Durant sa visite, M. Maurer s’est notamment entretenu avec le président colombien Juan Manuel Santos, le vice-président Angelino Garzon, avec aussi les ministres des Affaires étrangères, de la Défense et de la Justice, ainsi qu’avec le haut-commissaire pour la paix, a indiqué le CICR dans un communiqué.
Le chef du CICR s’est en outre rendu dans des régions retirées du département de Putumayo, afin de constater l’impact que la violence armée continue d’avoir sur la population locale. Il a eu plusieurs conversations avec des membres de collectivités installées sur les rives du fleuve Piñuña Negro.
Maurer «alarmé»
«J’ai été alarmé de voir que, en dehors des agglomérations prospères, il existe une autre Colombie où les gens n’ont pas accès aux biens de première nécessité ou aux services de base tels que l’eau potable, les soins de santé et l’éducation», a déploré M. Maurer.
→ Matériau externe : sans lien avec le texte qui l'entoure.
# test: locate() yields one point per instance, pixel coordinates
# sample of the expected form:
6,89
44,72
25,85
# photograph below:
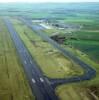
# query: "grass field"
13,82
52,63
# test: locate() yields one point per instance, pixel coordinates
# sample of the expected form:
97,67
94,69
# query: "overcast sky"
49,1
«Sans compter le manque de perspectives économiques auquel ils font face. J’ai aussi été profondément touché par les histoires de familles déplacées qui endurent les conséquences d’années de violence dans cette région isolée du pays», a ajouté le chef du CICR. «Je me rends compte que les locaux se retrouvent souvent pris en étau entre l’armée et les différents groupes armés», a-t-il dit.
Assistance «plus efficace et plus exhaustive»
Dans ce contexte, Le CICR continuera d’adapter son action en «prenant toujours étroitement en compte les nouveaux défis et les nouvelles réalités qui se font jour en Colombie», selon l’organisation.
Celle-ci reste en outre disposée à soutenir les efforts locaux et à contribuer à renforcer la mise en oeuvre des lois existantes en matière d’assistance aux victimes du conflit et de la violence armée, de manière à la rendre «plus efficace et plus exhaustive».